PC: I can revise anytime but only in the morning do I have the strength to face the terror of the blank page, and even then I’ve got to get up at least an hour before show time to (figuratively speaking of course) shadowbox, which includes coffee. Salter once told me don’t read before you sit down to write, and I must have taken that to heart because I never do. Once seated, I re-read my work from the day before. Or I play around with sentences. While this helps put me in the right place I have to be careful not to get snagged by editing or re-reading. If the writing isn’t happening, I tell myself to do it badly, as badly as possible, almost like a game. If it is happening, I’ll work for hours without stopping. This includes pacing, which helps me untie narrative knots. That said, I’ve never found thinking about the work particularly fruitful; the bulk of my progress occurs in the act of writing, with only a broad notion of where I’m going—the proverbial headlights in the fog. My favorite place to work is in my house alone. I like the feeling of uncluttered space around me, which is why I’m not comfortable in coffee shops. For me, nothing caps a good writing session like running trails on the mountain behind my house. Followed, when possible, by happy hour.
TD: Who (or what) are your inspirations?
PC: As a writer, I quicken to the music of the sentence as well as to a bold vision of the mystery I sense comprises our core. Saul Bellow has both and his novel, Henderson the Rain King, first inspired me to write. Cormac McCarthy is another inspiration. His novel, Blood Meridian, might be the most beautiful book I’ve ever read. And the truest, for at the same time the book’s content protests (too much, I doth think) the existence of mystery, the voice thunders down from the mountain with biblical force. I love the work of Flannery O’Connor and Faulkner and Louise Erdrich and Laird Hunt. And James Salter, not only for personally helping me to stay the course as a writer, but also for his singular ability to mine the luminous in a seemingly ordinary phrase. From Marilynne Robinson, another teacher of mine at Iowa, I received a gift critical to any emerging writer: the conviction to trust in my own, strange, vision. Joseph Campbell’s Hero’s Journey, while not fiction, both thrills me on a philosophical level and grounds my work. Bible stories serve a similar function. And of course Crazy Horse and his compatriots and their devastating, glorious story that is not ended still.

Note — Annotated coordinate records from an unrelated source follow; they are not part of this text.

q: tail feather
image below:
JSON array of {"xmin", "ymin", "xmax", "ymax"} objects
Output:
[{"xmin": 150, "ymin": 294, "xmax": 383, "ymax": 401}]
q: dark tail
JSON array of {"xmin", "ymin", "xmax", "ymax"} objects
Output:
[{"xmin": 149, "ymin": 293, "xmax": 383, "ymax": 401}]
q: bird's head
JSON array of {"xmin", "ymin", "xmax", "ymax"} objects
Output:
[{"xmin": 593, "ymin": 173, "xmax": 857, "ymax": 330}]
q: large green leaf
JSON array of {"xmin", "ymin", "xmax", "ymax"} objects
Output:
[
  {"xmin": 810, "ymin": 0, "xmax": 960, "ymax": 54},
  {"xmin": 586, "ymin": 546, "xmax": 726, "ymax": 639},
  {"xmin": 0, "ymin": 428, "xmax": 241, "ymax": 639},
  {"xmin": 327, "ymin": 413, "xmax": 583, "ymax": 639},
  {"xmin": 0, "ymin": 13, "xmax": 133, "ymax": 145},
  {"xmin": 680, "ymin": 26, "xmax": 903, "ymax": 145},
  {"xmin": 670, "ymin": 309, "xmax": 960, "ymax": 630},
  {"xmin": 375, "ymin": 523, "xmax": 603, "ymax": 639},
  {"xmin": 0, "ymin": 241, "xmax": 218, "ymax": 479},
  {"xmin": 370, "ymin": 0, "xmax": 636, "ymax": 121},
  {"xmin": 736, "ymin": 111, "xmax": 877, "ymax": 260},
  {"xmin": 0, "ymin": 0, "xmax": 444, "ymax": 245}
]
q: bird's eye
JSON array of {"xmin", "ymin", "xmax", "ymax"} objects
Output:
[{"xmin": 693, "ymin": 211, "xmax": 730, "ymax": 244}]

TD: What is next for you? Your next novel, The Sleeping Indian, was just named a finalist for the 2016 Big Moose Prize from Black Lawrence Press. What is that book about?
PC: The Sleeping Indian is a different beast. While it does have a love story, that’s not the focus. The narrative cuts between the woods of Wyoming, where the main character lives outside with a few other climbing rats, and an expat community in Paris, where, years later, during a spate of terrorist bombings, the same character has gone to hide. Not too far into the book we learn from whom he’s hiding, and later the story reveals from what. I want the reading experience to be physical and suspenseful and eerie. Right now I’m focusing on tying the final, critical knots of plot, which for me is hard work. What I want from this book is a creature strange, rich and taut, one that darkly delights.
TD: The early reviews for The Glamshack have been great! You really persevered with this book and that has to feel great. Any advice for other novelists struggling for their work to be published?
PC: I think the most important thing I learned is that writing is not an avocation or even a vocation—it’s an identity. A writer is a renegade; we don’t follow instructions well because we’re busy searching for new suns. This proud notion freed me to do the silly things we all have to do to put food on the table with less shame, reminded me of the need to write regularly in order to stay true, and counseled me to play the long game. That said, every writer, no matter how confident or proud, needs a reassuring nod now and then from the world. Keep sending stories to journals. Connect with other writers. Go to conferences. Read. Reach out to established writers without asking for permission. Stay the course.